Paula Marques, vereadora dos Cidadãos por Lisboa que no anterior Executivo teve a pasta da Habitação, não poupa críticas a um modelo que “subverte o conceito de renda acessível”. Paula Marques frisa que este modelo prevê benefícios fiscais nacionais e municipais, incluindo a isenção de IMI, pelo que ainda se entende menos esta “dupla subsidiação” com o subsídio de renda para manter a taxa de esforço nos 30%.
Para contornar este disparar de preços previsto com a possibilidade de tomar como referência o valor de mercado da zona, PS e PCP apresentaram propostas nas quais se aplicaria o Regulamento Municipal, que calcula a renda de acordo com uma taxa de esforço até 30%. João Ferreira, do PCP, diz ao DN que na proposta de Carlos Moedas “a Câmara paga duas vezes, paga através da cedência do direito de superfície dos terrenos e paga no subsídio de renda”, para suportar rendas que “tendo por referência os valores de mercado não deixam de ser especulativas e inacessíveis”.
De resto, Paula Marques entende que, não havendo interesse dos privados no modelo que estava previsto, a Câmara devia ponderar assumir a construção de fogos de renda acessível. “Neste momento, o município tem uma condição financeira que não havia no anterior mandato. Era mais prudente avançar com um modo de construção pública.” É que, segundo Paula Marques, além das receitas de que a Câmara goza, há ainda que ter em conta as verbas previstas no PRR (Plano de Recuperação e Resili-ência) que podiam ser alocadas a programas de apoio à habitação através do arrendamento acessível.
Essa é uma fórmula com a qual João Ferreira concorda. De resto, era essa ideia do PACA (Programa de Arrendamento a Custos Acessíveis), que foi lançado por Fernando Medina, tendo por base uma proposta comunista. Era sobre esse modelo de construção feita e gerida pela Câmara que estava desenhado o projeto de rendas acessíveis para o Restelo, que PS e PCP acusam Carlos Moedas de ter deixado na gaveta, depois de duas consultas públicas e quando - como afiança João Ferreira - “havia pareceres internos dos serviços a dizer que o projeto estava em condições de avançar”. Faltava lançar o concurso para avançar a construção.
“Não temos nenhuma oposição a parcerias com privados, mas o acesso tem de estar garantido”, comenta a socialista Inês Drum- mond, que acusa Carlos Moedas de “estar a arrastar os pés”, por “em dois anos e meio ainda não ter apresentado um novo modelo de arrendamento acessível”, quando critica aquele que foi desenhado por Fernando Medina.

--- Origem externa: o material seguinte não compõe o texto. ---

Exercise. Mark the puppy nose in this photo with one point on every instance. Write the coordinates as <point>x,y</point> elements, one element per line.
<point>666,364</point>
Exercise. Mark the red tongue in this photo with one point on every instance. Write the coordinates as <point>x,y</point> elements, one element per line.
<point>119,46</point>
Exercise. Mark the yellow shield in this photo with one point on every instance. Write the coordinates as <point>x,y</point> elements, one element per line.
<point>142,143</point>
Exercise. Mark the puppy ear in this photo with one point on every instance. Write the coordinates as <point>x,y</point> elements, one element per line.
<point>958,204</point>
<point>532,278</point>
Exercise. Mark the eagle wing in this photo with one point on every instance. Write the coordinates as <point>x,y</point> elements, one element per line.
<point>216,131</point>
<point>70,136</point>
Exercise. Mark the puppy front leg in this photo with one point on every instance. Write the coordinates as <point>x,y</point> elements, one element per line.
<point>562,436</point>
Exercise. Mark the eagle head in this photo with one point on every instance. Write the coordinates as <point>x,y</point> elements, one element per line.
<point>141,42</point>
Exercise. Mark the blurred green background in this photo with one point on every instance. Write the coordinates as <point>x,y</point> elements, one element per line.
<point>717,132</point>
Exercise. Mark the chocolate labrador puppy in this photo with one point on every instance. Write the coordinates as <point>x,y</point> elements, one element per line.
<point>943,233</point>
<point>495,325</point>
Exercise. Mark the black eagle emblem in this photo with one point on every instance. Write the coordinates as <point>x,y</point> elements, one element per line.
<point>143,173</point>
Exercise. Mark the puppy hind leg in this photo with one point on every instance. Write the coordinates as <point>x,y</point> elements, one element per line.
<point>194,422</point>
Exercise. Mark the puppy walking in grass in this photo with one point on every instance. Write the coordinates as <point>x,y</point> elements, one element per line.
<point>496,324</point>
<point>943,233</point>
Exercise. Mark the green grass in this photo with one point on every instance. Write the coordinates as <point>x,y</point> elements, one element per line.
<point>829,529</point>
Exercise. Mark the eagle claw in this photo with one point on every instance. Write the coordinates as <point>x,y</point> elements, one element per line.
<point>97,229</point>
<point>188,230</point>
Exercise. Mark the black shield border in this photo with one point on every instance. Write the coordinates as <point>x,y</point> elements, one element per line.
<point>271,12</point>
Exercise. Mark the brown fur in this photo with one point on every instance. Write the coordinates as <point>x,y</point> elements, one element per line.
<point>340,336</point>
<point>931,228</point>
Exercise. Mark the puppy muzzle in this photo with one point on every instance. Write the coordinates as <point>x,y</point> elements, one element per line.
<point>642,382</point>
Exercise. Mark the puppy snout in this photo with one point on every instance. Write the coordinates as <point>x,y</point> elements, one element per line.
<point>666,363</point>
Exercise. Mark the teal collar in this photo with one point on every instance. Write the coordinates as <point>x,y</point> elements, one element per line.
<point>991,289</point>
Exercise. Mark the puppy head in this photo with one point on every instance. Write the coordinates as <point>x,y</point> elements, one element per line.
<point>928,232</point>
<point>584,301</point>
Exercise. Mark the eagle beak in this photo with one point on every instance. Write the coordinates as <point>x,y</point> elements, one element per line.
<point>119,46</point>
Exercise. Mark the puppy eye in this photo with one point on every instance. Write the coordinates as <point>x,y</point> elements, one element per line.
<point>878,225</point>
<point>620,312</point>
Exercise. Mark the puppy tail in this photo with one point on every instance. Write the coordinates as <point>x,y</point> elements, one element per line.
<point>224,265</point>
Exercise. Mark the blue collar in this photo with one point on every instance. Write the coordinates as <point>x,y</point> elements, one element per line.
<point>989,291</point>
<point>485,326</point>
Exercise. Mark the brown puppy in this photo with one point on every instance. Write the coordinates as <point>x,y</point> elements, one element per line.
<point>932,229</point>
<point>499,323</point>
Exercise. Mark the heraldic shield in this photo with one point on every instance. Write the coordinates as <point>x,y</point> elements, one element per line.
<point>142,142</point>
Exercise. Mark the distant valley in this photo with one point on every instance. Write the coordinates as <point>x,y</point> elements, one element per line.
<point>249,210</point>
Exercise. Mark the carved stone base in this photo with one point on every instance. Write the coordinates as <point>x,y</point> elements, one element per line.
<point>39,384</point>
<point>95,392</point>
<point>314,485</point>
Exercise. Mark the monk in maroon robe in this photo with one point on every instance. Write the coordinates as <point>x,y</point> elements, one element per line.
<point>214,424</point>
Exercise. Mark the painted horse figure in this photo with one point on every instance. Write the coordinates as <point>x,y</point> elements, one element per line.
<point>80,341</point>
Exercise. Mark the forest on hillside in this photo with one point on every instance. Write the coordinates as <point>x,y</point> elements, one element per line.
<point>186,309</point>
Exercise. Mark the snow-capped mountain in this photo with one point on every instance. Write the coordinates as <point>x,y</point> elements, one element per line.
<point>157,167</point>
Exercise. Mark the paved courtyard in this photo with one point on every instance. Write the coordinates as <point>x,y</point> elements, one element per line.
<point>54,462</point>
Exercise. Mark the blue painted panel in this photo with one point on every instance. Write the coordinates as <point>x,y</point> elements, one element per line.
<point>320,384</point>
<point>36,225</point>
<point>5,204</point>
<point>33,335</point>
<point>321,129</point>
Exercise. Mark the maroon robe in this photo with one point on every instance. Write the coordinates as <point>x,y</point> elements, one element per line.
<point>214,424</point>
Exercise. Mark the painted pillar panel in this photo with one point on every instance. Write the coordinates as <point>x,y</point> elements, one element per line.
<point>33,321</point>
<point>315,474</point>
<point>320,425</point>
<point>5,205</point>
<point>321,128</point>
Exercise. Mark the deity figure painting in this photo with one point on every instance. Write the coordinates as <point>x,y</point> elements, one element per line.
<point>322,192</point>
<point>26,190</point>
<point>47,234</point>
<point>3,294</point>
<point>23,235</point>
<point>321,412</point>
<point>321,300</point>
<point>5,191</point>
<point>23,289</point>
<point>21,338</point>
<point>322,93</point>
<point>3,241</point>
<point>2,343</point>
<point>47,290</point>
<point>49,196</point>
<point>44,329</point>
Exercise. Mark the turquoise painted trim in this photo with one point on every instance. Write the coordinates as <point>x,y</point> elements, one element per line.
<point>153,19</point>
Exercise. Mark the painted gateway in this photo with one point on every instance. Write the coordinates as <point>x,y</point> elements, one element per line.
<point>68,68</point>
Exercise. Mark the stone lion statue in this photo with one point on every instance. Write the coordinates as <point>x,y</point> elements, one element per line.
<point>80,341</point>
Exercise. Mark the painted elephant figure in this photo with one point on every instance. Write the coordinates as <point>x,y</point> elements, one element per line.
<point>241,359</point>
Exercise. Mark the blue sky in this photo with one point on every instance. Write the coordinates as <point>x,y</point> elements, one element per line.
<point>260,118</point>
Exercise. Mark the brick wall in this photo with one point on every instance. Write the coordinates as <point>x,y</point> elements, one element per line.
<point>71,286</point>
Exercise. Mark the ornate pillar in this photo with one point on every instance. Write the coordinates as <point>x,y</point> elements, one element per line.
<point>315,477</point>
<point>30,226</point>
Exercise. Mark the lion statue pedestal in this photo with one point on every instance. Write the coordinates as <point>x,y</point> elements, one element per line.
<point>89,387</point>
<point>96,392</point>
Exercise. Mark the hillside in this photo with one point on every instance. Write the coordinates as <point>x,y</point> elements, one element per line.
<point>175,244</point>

Na prática, diz Drummond, esta proposta que foi adiada ontem não representava sequer um novo modelo, mas serviria apenas para “dar instruções aos serviços para desenvolverem os procedimentos para depois lançar os concursos”.
Contactados pelo DN, nem o BE, nem o Livre estiveram disponíveis para comentar.
Filipa Roseta, responsável pela Habitação, também optou por não dar qualquer esclarecimento sobre a proposta que esteve agendada para a reunião de Câmara de ontem, nem sobre os motivos que levaram a que fosse retirada ou quando voltará a ser discutida pelo executivo camarário.
Moedas critica oposição
Fonte oficial da Câmara de Lisboa limitou-se a remeter para uma declaração feita por Carlos Moedas, segundo a qual “Lisboa tem hoje um dos maiores programas públicos da Europa para renda acessível e apoiada, que ascenderá a 800 milhões de euros de investimento até 2028”.
Nessa declaração escrita, Moedas aponta o dedo à oposição, insinuando que o facto de não ter maioria no Executivo o impediu, mais uma vez, de pôr em marcha as suas ideias para a cidade.
“Durante anos, o PS nunca conseguiu ter um modelo que trouxesse para a solução a contribuição dos privados. Hoje estávamos preparados para trazer um complemento ao esforço público, feito por privados, que iria ajudar centenas de famílias de professores, polícias, enfermeiros e outras profissões que já não conseguem pagar renda em Lisboa. Infelizmente, mais uma vez, não tivemos condições para o aprovar”, lê-se na nota enviada ao DN.
Oposição podia passar proposta
Uma vez que o tema não chegou a ser sequer discutido, as propostas de PS e PCP acabaram por sair da ordem de trabalhos sem ter ido a votos. No entanto, pelas reações recolhidas pelo DN, percebe-se que havia uma forte probabilidade de haver uma proposta da oposição aprovada, algo que Carlos Moedas terá querido evitar, retirando a proposta sem qualquer justificação sobre os motivos que o levaram a tomar essa decisão e sem qualquer anúncio de uma nova data para trazer o tema a votação em reunião de Câmara.